During the development stage, the fellowship had to decide what to call the target patient. They scoured the scientific literature to identify what patient categories were used by physicians and researchers in the field. After much deliberations, they decided that the name “pre-frail seniors” was most applicable according to the scientific literature.

When they approached patient groups and proposed this name, however, seniors disliked it, especially using the word “frail.” These people felt fine. They saw frailty as this horrible thing and were distressed to find that the medical establishment thought of them as “pre-frail.”

It was the responsibility of physicians to enroll patients in the Seniors Program. Doctors are trained in evidence-based medicine. They were, therefore, familiar with the scientific literature. To align with the physicians’ training, the fellowship chose to ignore the patients’ concerns and used the name “pre-frail seniors.”

Loss of the executive champion

The CEO of the BC Health Authority, who initiated the Seniors Program, resigned in June 2014. With his departure, the BC contingent of the fellowship lost its key executive champion. The risk existed that the BC Health Authority might cancel the project, but the fellowship managed to keep the Seniors Program alive.

The program goes live!

By the end of this stage, the fellowship had developed the specific processes of the Seniors Program. In November 2014, the program enrolled its first patient.
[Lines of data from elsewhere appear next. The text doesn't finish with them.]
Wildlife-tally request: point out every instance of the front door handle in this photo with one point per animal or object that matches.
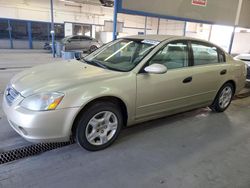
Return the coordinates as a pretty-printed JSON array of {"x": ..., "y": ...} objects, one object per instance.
[
  {"x": 188, "y": 79},
  {"x": 223, "y": 72}
]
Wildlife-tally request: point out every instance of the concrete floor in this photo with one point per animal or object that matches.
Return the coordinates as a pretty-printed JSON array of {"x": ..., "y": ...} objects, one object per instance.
[{"x": 190, "y": 150}]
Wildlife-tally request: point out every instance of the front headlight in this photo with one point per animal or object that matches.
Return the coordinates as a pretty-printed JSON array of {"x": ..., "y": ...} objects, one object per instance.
[{"x": 42, "y": 101}]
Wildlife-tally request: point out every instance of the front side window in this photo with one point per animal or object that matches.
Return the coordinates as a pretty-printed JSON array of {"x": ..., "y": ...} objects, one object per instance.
[
  {"x": 204, "y": 54},
  {"x": 173, "y": 55},
  {"x": 121, "y": 55}
]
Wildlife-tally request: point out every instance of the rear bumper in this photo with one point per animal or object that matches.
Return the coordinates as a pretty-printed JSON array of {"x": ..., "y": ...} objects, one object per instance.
[{"x": 45, "y": 126}]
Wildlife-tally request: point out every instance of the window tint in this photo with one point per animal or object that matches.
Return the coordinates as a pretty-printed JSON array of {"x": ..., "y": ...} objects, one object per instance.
[
  {"x": 121, "y": 54},
  {"x": 174, "y": 55},
  {"x": 222, "y": 56},
  {"x": 204, "y": 54}
]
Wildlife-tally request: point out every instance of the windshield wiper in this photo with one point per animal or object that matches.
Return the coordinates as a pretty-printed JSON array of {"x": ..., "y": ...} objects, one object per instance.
[{"x": 95, "y": 62}]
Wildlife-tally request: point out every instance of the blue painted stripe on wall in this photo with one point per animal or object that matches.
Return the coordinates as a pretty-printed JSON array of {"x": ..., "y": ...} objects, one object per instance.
[{"x": 142, "y": 13}]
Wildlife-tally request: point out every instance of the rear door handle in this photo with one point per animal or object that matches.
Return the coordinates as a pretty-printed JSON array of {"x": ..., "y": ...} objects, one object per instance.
[
  {"x": 223, "y": 72},
  {"x": 188, "y": 79}
]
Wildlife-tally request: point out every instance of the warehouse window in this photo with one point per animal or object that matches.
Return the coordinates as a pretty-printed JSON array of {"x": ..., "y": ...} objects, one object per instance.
[
  {"x": 40, "y": 31},
  {"x": 19, "y": 30}
]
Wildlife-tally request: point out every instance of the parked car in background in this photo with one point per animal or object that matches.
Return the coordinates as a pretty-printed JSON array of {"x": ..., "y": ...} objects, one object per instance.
[
  {"x": 246, "y": 59},
  {"x": 79, "y": 42},
  {"x": 76, "y": 42},
  {"x": 125, "y": 82}
]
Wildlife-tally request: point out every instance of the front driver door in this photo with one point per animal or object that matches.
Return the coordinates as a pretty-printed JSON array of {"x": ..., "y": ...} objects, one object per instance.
[{"x": 159, "y": 94}]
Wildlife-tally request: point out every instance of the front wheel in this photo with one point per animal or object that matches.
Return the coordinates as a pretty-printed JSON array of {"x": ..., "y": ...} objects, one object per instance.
[
  {"x": 223, "y": 98},
  {"x": 99, "y": 126}
]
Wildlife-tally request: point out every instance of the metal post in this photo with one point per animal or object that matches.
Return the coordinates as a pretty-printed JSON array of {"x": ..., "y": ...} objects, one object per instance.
[
  {"x": 115, "y": 20},
  {"x": 231, "y": 41},
  {"x": 158, "y": 26},
  {"x": 210, "y": 32},
  {"x": 145, "y": 28},
  {"x": 10, "y": 34},
  {"x": 52, "y": 32},
  {"x": 30, "y": 35},
  {"x": 184, "y": 29}
]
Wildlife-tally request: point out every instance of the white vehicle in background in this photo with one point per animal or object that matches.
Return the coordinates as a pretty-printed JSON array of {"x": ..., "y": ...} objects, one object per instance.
[{"x": 246, "y": 59}]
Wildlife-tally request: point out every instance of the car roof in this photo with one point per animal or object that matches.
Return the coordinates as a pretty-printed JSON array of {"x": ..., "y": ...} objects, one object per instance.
[
  {"x": 161, "y": 38},
  {"x": 151, "y": 37}
]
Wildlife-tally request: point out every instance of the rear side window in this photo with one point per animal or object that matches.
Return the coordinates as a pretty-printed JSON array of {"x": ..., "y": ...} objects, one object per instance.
[
  {"x": 174, "y": 55},
  {"x": 205, "y": 54}
]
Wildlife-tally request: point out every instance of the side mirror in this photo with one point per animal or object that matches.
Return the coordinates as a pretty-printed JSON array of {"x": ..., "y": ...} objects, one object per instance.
[{"x": 156, "y": 69}]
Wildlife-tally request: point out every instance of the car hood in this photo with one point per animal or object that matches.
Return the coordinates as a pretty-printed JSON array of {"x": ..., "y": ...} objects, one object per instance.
[{"x": 58, "y": 77}]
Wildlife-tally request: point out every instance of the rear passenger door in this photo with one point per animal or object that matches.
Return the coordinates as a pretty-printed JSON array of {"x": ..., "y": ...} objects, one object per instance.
[
  {"x": 85, "y": 42},
  {"x": 209, "y": 70},
  {"x": 74, "y": 43}
]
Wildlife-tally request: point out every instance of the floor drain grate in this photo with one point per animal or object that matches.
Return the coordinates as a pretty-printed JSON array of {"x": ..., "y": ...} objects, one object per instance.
[{"x": 32, "y": 150}]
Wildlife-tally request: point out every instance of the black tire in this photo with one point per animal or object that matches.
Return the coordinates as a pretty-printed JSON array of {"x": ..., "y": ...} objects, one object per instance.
[
  {"x": 217, "y": 106},
  {"x": 92, "y": 48},
  {"x": 86, "y": 116}
]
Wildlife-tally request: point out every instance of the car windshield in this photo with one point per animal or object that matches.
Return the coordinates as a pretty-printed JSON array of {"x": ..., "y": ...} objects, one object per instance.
[
  {"x": 122, "y": 54},
  {"x": 66, "y": 38}
]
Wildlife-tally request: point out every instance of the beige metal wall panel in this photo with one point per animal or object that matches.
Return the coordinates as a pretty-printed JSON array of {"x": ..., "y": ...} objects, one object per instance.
[{"x": 215, "y": 11}]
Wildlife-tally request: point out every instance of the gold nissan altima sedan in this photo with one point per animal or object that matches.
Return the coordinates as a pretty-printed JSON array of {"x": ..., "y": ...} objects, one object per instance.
[{"x": 127, "y": 81}]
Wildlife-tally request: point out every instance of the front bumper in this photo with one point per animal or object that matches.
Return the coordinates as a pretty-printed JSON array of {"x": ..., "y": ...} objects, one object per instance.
[{"x": 43, "y": 126}]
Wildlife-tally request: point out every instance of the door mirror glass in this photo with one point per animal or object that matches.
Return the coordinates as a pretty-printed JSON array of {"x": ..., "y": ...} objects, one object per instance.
[{"x": 156, "y": 69}]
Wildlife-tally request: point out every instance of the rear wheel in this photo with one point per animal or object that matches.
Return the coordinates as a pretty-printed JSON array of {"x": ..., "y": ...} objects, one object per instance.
[
  {"x": 223, "y": 98},
  {"x": 99, "y": 126}
]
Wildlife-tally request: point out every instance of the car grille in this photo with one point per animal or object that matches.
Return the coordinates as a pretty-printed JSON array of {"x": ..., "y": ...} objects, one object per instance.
[
  {"x": 248, "y": 72},
  {"x": 11, "y": 94}
]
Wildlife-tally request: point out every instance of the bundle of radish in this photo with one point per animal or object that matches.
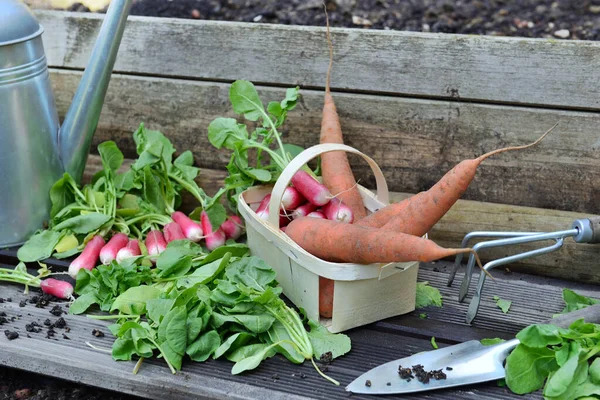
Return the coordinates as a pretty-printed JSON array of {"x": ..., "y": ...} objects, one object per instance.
[{"x": 119, "y": 211}]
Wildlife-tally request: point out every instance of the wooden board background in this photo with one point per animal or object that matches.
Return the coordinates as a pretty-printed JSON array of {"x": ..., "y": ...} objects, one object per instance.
[{"x": 395, "y": 93}]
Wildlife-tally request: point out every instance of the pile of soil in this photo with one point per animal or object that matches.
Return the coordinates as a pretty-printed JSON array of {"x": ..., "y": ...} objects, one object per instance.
[{"x": 562, "y": 19}]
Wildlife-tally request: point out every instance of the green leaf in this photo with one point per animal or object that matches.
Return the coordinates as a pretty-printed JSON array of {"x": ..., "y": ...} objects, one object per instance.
[
  {"x": 156, "y": 309},
  {"x": 560, "y": 380},
  {"x": 236, "y": 250},
  {"x": 504, "y": 305},
  {"x": 540, "y": 335},
  {"x": 491, "y": 342},
  {"x": 258, "y": 174},
  {"x": 278, "y": 334},
  {"x": 323, "y": 341},
  {"x": 39, "y": 246},
  {"x": 251, "y": 362},
  {"x": 152, "y": 192},
  {"x": 252, "y": 272},
  {"x": 217, "y": 215},
  {"x": 594, "y": 371},
  {"x": 82, "y": 303},
  {"x": 204, "y": 346},
  {"x": 250, "y": 350},
  {"x": 84, "y": 224},
  {"x": 133, "y": 300},
  {"x": 204, "y": 274},
  {"x": 292, "y": 149},
  {"x": 245, "y": 100},
  {"x": 233, "y": 342},
  {"x": 226, "y": 132},
  {"x": 111, "y": 156},
  {"x": 255, "y": 323},
  {"x": 177, "y": 331},
  {"x": 527, "y": 368},
  {"x": 61, "y": 194},
  {"x": 427, "y": 296}
]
Seniors Program Implementation (November 2014 to End of Summer 2015)

Collecting data

During this time, the Seniors Program enrolled fifty-one patients and monitored them for six months. The fellowship collected data from physicians and analyzed them. The results were encouraging. Participation in the Seniors Program improved patients’ frailty.

A new CEO

In January 2015, the BC Health Authority hired its new CEO. One of the many things he had to decide was what to do with the Seniors Program.

Wrap Up (End of Summer 2015 to October 2015)

The new CEO attended a symposium that the Foundation hosted. At this symposium, the training fellowship presented their results. This presentation was the final assignment of the training fellowship. With the fellowship concluded, the participating organizations had to decide whether to support the Seniors Program’s spread to other jurisdictions or to let the program die.

Though initially leery of spending the BC Health Authority’s resources on the Seniors Program, the new CEO found its results compelling. He decided to support the program’s spread within the BC Health Authority’s boundaries.

After the Training Fellowship (October 2015 to August 2017)

The collaboration between the BC and NS Health Authorities ended. Though members of the fellowship remain in contact, they no longer worked together officially.

Several members of the BC contingent of the fellowship ceased working on the Seniors Program. Those members that remained struggled to spread the Seniors Program through the region administered by the BC Health Authority.

During this time, the BC Health Authority CEO supported attempts to spread the Seniors Program among clinics in its region. A major challenge was the lack of a fee code that adequately compensated doctors for the work they would do administering the program. Faced with the financial pressures of running their clinics, many physicians were unable to adopt the program in the absence of adequate compensation.

In response, the BC Health Authority provided funding and personnel to clinics adopting the program. Additionally, the fellowship developed electronic documentation systems that automated much of the physicians’ work to reduce the clinical costs of the program. They further educated doctors on related fee codes they could use to bill for their services.

Despite these efforts, however, the Seniors Program’s spread within the region was slower than the fellowship wished. Spread to other regions in Canada was even slower.